# EEG Eye State detection

## Authors: Ángel López Manríquez

### Objectives:
### What is done in the Notebook:

In [58]:

import arff

import numpy as np
import matplotlib.pyplot as plt
import pandas as pd


from IPython.display import display, HTML, Markdown

from sklearn.model_selection import train_test_split
from sklearn.preprocessing import StandardScaler
from sklearn.metrics import confusion_matrix, accuracy_score

# classifiers
from sklearn.linear_model import LogisticRegression
from sklearn.naive_bayes import GaussianNB
from sklearn.neighbors import KNeighborsClassifier
from sklearn.svm import SVC  # Support vector classifier
from sklearn.tree import DecisionTreeClassifier
from sklearn.ensemble import RandomForestClassifier

from matplotlib.colors import ListedColormap


## Reading the dataset

In [50]:


filename = 'EEG Eye State.arff'
file = open(filename)  # no mode='rb' supplied
dataset = arff.load(file)

print('type: ', type(dataset))
print('attributes: ', dataset.keys())

print('description: ', dataset['description'], '\n')
print('relation: ', dataset['relation'], '\n')
print('attributes: ', dataset['attributes'], '\n')
print('data (first 5 samples): ', '\n')

pd.DataFrame(dataset['data'][:5], columns=[x[0] for x in dataset['attributes']])

type:  <class 'dict'>
attributes:  dict_keys(['description', 'relation', 'attributes', 'data'])
description:   

relation:  EEG_DATA 

attributes:  [('AF3', 'NUMERIC'), ('F7', 'NUMERIC'), ('F3', 'NUMERIC'), ('FC5', 'NUMERIC'), ('T7', 'NUMERIC'), ('P7', 'NUMERIC'), ('O1', 'NUMERIC'), ('O2', 'NUMERIC'), ('P8', 'NUMERIC'), ('T8', 'NUMERIC'), ('FC6', 'NUMERIC'), ('F4', 'NUMERIC'), ('F8', 'NUMERIC'), ('AF4', 'NUMERIC'), ('eyeDetection', ['0', '1'])] 

data (first 5 samples):  



Unnamed: 0,AF3,F7,F3,FC5,T7,P7,O1,O2,P8,T8,FC6,F4,F8,AF4,eyeDetection
0,4329.23,4009.23,4289.23,4148.21,4350.26,4586.15,4096.92,4641.03,4222.05,4238.46,4211.28,4280.51,4635.9,4393.85,0
1,4324.62,4004.62,4293.85,4148.72,4342.05,4586.67,4097.44,4638.97,4210.77,4226.67,4207.69,4279.49,4632.82,4384.1,0
2,4327.69,4006.67,4295.38,4156.41,4336.92,4583.59,4096.92,4630.26,4207.69,4222.05,4206.67,4282.05,4628.72,4389.23,0
3,4328.72,4011.79,4296.41,4155.9,4343.59,4582.56,4097.44,4630.77,4217.44,4235.38,4210.77,4287.69,4632.31,4396.41,0
4,4326.15,4011.79,4292.31,4151.28,4347.69,4586.67,4095.9,4627.69,4210.77,4244.1,4212.82,4288.21,4632.82,4398.46,0


## Preprocessing the data

In [3]:
# Set each data[:][-1] as int instead of str. 
# If there's one str in the list passed to np.array ALL the elements in np.array will be of type str
data = dataset['data']
m, n = len(data), len(data[0])
for i, row in enumerate(data):
    data[i][n - 1] = int(row[n - 1]) 

# Another way to perform the previous task
# data = np.array(dataset['data']).astype('float64')
# data

In [37]:
data = np.array(data)
X = data[:, :-1]
y = data[:, -1]

# sc = StandardScaler()
# X = sc.fit_transform(X)

X_train, X_test, y_train, y_test = train_test_split(X, y, test_size=0.2, random_state=0)

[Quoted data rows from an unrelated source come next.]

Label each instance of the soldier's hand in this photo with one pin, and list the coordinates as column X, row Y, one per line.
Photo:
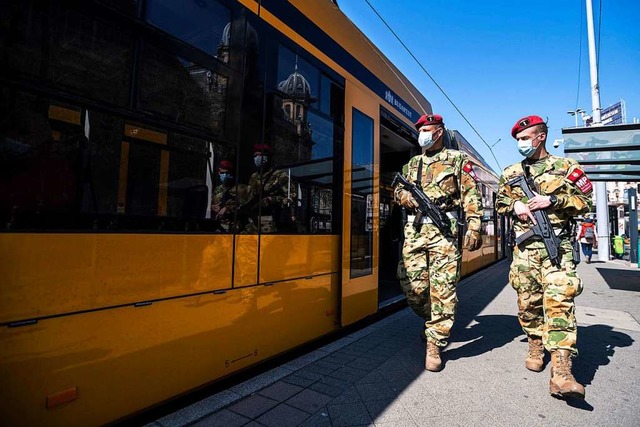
column 523, row 212
column 538, row 202
column 472, row 240
column 407, row 200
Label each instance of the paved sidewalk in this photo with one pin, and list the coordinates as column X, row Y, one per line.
column 376, row 376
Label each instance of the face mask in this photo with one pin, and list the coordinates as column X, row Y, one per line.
column 425, row 139
column 225, row 177
column 526, row 148
column 260, row 160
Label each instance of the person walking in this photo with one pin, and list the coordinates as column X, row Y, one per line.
column 432, row 258
column 546, row 291
column 588, row 238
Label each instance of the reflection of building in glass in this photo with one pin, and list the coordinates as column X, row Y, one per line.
column 223, row 47
column 296, row 100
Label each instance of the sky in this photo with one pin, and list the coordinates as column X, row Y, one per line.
column 500, row 60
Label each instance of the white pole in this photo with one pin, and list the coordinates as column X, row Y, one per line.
column 602, row 202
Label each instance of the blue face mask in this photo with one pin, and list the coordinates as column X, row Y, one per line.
column 526, row 148
column 425, row 139
column 225, row 177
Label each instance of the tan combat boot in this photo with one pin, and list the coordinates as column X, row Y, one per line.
column 562, row 383
column 535, row 356
column 433, row 362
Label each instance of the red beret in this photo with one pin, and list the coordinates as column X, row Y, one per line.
column 429, row 119
column 226, row 165
column 524, row 123
column 259, row 148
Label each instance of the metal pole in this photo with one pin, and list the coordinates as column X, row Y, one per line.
column 633, row 225
column 602, row 202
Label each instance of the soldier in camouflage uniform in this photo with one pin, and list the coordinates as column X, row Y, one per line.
column 275, row 192
column 431, row 260
column 546, row 293
column 226, row 197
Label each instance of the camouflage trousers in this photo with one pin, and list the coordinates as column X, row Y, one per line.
column 428, row 273
column 545, row 295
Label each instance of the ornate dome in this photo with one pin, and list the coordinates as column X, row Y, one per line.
column 296, row 86
column 226, row 35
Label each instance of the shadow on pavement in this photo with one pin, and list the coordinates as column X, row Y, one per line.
column 596, row 346
column 490, row 332
column 624, row 280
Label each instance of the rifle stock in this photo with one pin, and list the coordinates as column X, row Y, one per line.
column 542, row 228
column 425, row 205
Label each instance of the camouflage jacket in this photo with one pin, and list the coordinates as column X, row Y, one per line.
column 560, row 176
column 449, row 180
column 229, row 198
column 278, row 187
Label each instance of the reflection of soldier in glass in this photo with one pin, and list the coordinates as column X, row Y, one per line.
column 271, row 194
column 226, row 197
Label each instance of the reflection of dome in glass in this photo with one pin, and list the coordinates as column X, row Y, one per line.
column 296, row 86
column 226, row 35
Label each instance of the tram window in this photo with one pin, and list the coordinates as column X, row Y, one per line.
column 182, row 91
column 362, row 195
column 291, row 67
column 88, row 56
column 130, row 7
column 331, row 99
column 202, row 24
column 188, row 192
column 21, row 37
column 102, row 166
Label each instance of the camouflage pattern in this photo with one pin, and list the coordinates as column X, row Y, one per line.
column 276, row 200
column 546, row 293
column 551, row 176
column 430, row 264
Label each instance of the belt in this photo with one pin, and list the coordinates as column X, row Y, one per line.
column 557, row 232
column 427, row 220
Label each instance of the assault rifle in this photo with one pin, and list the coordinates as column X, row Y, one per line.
column 425, row 205
column 542, row 228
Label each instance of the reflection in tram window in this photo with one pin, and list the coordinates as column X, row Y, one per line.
column 88, row 56
column 202, row 24
column 182, row 91
column 362, row 195
column 22, row 52
column 79, row 53
column 304, row 139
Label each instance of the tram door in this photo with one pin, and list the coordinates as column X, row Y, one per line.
column 396, row 148
column 359, row 290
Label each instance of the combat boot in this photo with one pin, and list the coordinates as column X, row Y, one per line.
column 535, row 356
column 562, row 383
column 433, row 362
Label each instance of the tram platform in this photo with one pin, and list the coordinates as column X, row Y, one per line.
column 376, row 376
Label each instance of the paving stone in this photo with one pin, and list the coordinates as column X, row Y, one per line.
column 224, row 418
column 319, row 419
column 299, row 381
column 280, row 391
column 283, row 416
column 349, row 414
column 309, row 401
column 253, row 406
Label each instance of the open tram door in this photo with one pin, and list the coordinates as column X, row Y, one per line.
column 398, row 143
column 359, row 281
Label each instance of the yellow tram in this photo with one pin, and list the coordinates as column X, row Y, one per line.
column 121, row 288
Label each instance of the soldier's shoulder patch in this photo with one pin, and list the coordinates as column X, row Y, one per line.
column 581, row 180
column 468, row 168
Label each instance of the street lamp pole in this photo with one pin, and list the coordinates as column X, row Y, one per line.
column 575, row 114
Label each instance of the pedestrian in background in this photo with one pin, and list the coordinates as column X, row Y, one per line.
column 431, row 258
column 588, row 238
column 546, row 292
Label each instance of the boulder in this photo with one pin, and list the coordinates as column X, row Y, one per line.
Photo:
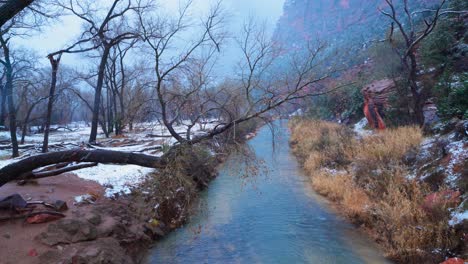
column 376, row 99
column 454, row 261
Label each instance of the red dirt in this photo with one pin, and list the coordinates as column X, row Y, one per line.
column 17, row 244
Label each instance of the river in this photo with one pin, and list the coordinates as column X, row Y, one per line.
column 273, row 217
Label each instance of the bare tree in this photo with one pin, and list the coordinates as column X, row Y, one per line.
column 186, row 95
column 10, row 8
column 413, row 35
column 104, row 32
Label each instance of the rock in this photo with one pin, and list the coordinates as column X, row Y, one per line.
column 154, row 231
column 430, row 115
column 100, row 251
column 461, row 129
column 449, row 126
column 94, row 219
column 376, row 99
column 33, row 253
column 60, row 205
column 68, row 231
column 14, row 201
column 453, row 261
column 43, row 218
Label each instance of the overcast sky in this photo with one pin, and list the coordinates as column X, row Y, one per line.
column 63, row 32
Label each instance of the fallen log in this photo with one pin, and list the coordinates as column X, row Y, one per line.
column 25, row 166
column 38, row 175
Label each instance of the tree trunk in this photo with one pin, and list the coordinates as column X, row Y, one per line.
column 417, row 97
column 9, row 94
column 3, row 106
column 54, row 63
column 25, row 123
column 12, row 7
column 97, row 95
column 26, row 166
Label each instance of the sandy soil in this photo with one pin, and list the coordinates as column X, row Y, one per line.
column 17, row 243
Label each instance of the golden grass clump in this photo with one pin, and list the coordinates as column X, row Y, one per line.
column 388, row 146
column 369, row 183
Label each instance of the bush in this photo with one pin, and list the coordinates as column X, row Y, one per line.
column 371, row 187
column 452, row 92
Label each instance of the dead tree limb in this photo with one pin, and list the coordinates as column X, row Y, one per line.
column 12, row 7
column 44, row 174
column 16, row 170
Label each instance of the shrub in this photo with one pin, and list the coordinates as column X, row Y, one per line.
column 371, row 185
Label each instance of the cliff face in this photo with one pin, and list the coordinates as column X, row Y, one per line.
column 339, row 22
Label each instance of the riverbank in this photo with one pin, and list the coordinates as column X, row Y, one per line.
column 99, row 228
column 260, row 209
column 377, row 183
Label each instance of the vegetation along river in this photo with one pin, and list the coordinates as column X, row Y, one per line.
column 273, row 217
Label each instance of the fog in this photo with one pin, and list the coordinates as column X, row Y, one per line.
column 61, row 33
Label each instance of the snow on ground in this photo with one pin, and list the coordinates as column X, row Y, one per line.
column 359, row 128
column 115, row 178
column 459, row 153
column 458, row 217
column 118, row 179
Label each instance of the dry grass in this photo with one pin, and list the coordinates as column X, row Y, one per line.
column 321, row 144
column 340, row 188
column 371, row 186
column 388, row 146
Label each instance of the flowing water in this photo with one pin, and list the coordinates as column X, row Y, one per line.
column 273, row 217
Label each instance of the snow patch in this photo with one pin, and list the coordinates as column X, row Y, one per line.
column 118, row 179
column 359, row 128
column 458, row 154
column 459, row 217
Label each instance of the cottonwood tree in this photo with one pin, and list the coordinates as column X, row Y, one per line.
column 19, row 24
column 405, row 20
column 267, row 79
column 104, row 30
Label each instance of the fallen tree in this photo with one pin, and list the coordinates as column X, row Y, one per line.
column 25, row 166
column 10, row 8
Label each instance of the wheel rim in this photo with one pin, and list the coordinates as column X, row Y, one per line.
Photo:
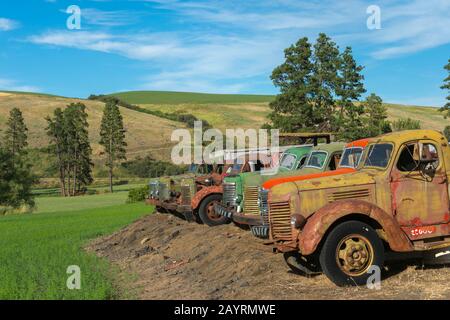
column 211, row 213
column 354, row 255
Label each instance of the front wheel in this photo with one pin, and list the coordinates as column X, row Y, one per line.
column 350, row 253
column 207, row 213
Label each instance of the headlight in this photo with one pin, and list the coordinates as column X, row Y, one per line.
column 298, row 221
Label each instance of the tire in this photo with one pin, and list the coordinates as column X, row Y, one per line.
column 349, row 252
column 207, row 214
column 307, row 266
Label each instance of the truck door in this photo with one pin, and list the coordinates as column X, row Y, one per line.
column 419, row 185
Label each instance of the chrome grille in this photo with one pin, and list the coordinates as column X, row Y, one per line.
column 251, row 200
column 163, row 192
column 153, row 187
column 280, row 220
column 185, row 195
column 263, row 195
column 229, row 194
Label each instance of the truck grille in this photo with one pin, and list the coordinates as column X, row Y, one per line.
column 229, row 194
column 251, row 200
column 352, row 194
column 263, row 205
column 280, row 220
column 153, row 187
column 186, row 195
column 163, row 192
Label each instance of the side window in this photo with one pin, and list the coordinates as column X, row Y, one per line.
column 301, row 163
column 406, row 161
column 418, row 156
column 334, row 161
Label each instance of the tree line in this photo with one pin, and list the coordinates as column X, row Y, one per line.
column 69, row 143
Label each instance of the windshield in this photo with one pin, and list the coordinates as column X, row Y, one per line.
column 351, row 157
column 288, row 161
column 193, row 167
column 378, row 155
column 317, row 159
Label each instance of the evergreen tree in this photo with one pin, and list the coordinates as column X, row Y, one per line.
column 68, row 132
column 405, row 124
column 58, row 144
column 112, row 138
column 350, row 88
column 324, row 82
column 376, row 119
column 292, row 109
column 446, row 86
column 15, row 138
column 16, row 181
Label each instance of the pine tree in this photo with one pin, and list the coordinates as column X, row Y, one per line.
column 68, row 131
column 292, row 108
column 376, row 116
column 15, row 138
column 350, row 88
column 58, row 144
column 446, row 86
column 79, row 164
column 16, row 181
column 112, row 138
column 324, row 82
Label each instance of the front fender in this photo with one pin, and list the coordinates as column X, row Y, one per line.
column 320, row 222
column 204, row 192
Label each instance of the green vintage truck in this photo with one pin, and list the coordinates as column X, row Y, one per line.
column 240, row 197
column 163, row 190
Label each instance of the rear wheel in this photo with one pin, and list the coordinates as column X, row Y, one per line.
column 207, row 213
column 349, row 253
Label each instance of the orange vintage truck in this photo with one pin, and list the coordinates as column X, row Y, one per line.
column 397, row 201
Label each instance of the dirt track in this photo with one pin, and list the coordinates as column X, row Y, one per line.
column 174, row 259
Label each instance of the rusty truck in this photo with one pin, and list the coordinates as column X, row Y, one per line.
column 344, row 226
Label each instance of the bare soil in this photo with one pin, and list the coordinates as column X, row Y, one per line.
column 174, row 259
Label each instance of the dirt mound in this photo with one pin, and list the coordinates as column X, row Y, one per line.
column 174, row 259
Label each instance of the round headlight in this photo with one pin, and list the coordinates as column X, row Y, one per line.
column 298, row 221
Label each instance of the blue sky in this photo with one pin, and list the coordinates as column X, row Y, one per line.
column 216, row 46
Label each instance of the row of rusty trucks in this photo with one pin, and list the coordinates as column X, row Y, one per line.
column 343, row 212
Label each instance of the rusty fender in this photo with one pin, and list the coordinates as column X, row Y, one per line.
column 204, row 192
column 319, row 223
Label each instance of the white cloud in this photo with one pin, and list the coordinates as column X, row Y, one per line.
column 8, row 24
column 12, row 85
column 116, row 18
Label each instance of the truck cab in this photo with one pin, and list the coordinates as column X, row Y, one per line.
column 397, row 200
column 305, row 160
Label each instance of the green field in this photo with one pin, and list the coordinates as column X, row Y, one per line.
column 173, row 97
column 36, row 249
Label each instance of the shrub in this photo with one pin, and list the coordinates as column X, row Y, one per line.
column 138, row 194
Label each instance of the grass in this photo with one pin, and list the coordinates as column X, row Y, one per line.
column 68, row 204
column 36, row 249
column 173, row 97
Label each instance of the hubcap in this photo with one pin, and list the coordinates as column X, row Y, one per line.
column 354, row 255
column 211, row 212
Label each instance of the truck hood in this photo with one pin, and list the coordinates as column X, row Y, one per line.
column 340, row 178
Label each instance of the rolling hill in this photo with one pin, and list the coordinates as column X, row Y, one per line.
column 147, row 133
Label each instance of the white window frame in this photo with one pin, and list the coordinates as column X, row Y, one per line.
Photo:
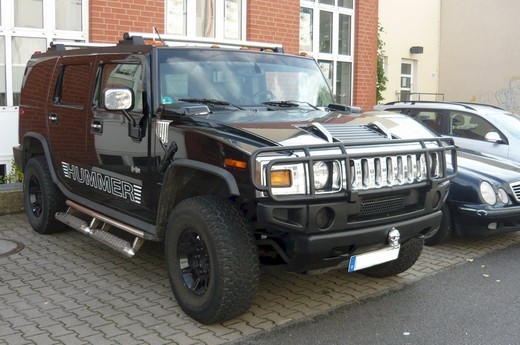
column 191, row 13
column 410, row 89
column 48, row 32
column 333, row 57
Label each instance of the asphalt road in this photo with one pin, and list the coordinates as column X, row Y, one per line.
column 474, row 303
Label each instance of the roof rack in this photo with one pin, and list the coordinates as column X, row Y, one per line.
column 199, row 41
column 67, row 45
column 462, row 104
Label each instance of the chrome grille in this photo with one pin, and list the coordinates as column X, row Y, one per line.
column 366, row 173
column 516, row 190
column 382, row 205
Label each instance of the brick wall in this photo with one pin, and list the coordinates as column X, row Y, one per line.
column 275, row 22
column 365, row 58
column 109, row 19
column 267, row 21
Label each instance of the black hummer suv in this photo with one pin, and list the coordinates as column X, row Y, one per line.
column 232, row 157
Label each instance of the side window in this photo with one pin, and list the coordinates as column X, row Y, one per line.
column 123, row 75
column 73, row 86
column 470, row 126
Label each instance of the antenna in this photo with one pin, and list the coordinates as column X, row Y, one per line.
column 159, row 35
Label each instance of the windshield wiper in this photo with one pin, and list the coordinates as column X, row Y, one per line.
column 288, row 104
column 209, row 101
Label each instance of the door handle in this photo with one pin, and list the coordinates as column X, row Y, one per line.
column 96, row 126
column 53, row 118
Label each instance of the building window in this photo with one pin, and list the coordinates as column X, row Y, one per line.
column 22, row 49
column 69, row 15
column 29, row 26
column 3, row 98
column 176, row 17
column 326, row 33
column 306, row 29
column 406, row 80
column 221, row 19
column 205, row 18
column 326, row 26
column 343, row 84
column 2, row 173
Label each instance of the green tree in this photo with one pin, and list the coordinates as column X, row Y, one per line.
column 381, row 78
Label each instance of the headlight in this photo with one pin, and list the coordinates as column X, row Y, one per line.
column 502, row 196
column 321, row 174
column 288, row 179
column 488, row 193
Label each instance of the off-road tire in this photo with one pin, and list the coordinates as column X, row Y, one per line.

## Testing the classifiers
We'll determine which is the most suitable model for our dataset.

In [90]:
def display_markdown(txt):
    display(Markdown(txt))

def classifier_summary(clf, name, X_train, X_test, y_train, y_test, latex=False):
    '''clf: Classifier '''
    clf.fit(X_train, y_train)
    y_pred = clf.predict(X_test)
    display_markdown(f'## {name}')
    print(accuracy_score(y_test, y_pred))
    cm = pd.crosstab(y_test, y_pred)
    if latex: print(cm.to_latex())
    display(cm)
    
    

In [91]:
class MyLogisticRegression(object):
    def __init__(self, eta=0.01, n_iter=1000, random_state=0):
        self.eta = eta
        self.n_iter = n_iter
        self.random_state = random_state
        self.rgen = np.random.RandomState(self.random_state)
        self.w = None
        self.b = None
        
    def net_input(self, X):
        return np.dot(X, self.w) + self.b
    
    def activation(self, z):
        return 1. / (1. + np.exp(-np.clip(z, -25, 25)))
        
    def fit(self, X, y):        
        self.w = self.rgen.normal(loc=0, scale=0.01, size=X.shape[1])
        self.b = self.rgen.normal(loc=0, scale=0.01, size=1)
        self.cost = []
        
        for i in range(self.n_iter):
            net_input = self.net_input(X)
            output = self.activation(net_input)
            errors = y-output                                # The error is computed as the difference between the 
                                                            # prob. of the class and the prediction of the model
            
            self.w += self.eta * X.T.dot(errors)
            self.b = self.eta * errors.sum()
            
            cost = (-y.dot(np.log(output)) - ((1-y).dot(np.log(1-output))))
            #print(i,cost,errors.sum())
            self.cost.append(cost)
            
        return self
    
    def predict(self, X):
        predicted_class = self.predict_proba(X) > 0.5
        return predicted_class  # Given the features "predict" outputs the classification given by the model
    
    def predict_proba(self, X):
        predicted_proba = self.activation(self.net_input(X))
        return predicted_proba  # Given the features predict_proba outputs the probability that the solution belongs to the class

In [92]:

lg = LogisticRegression(random_state=0)
mlr = MyLogisticRegression(random_state=0)
gnb = GaussianNB()
knc = KNeighborsClassifier(n_neighbors=3)
svc = SVC(random_state=0)

dtc = DecisionTreeClassifier(random_state=0)
rfc = RandomForestClassifier(random_state=0)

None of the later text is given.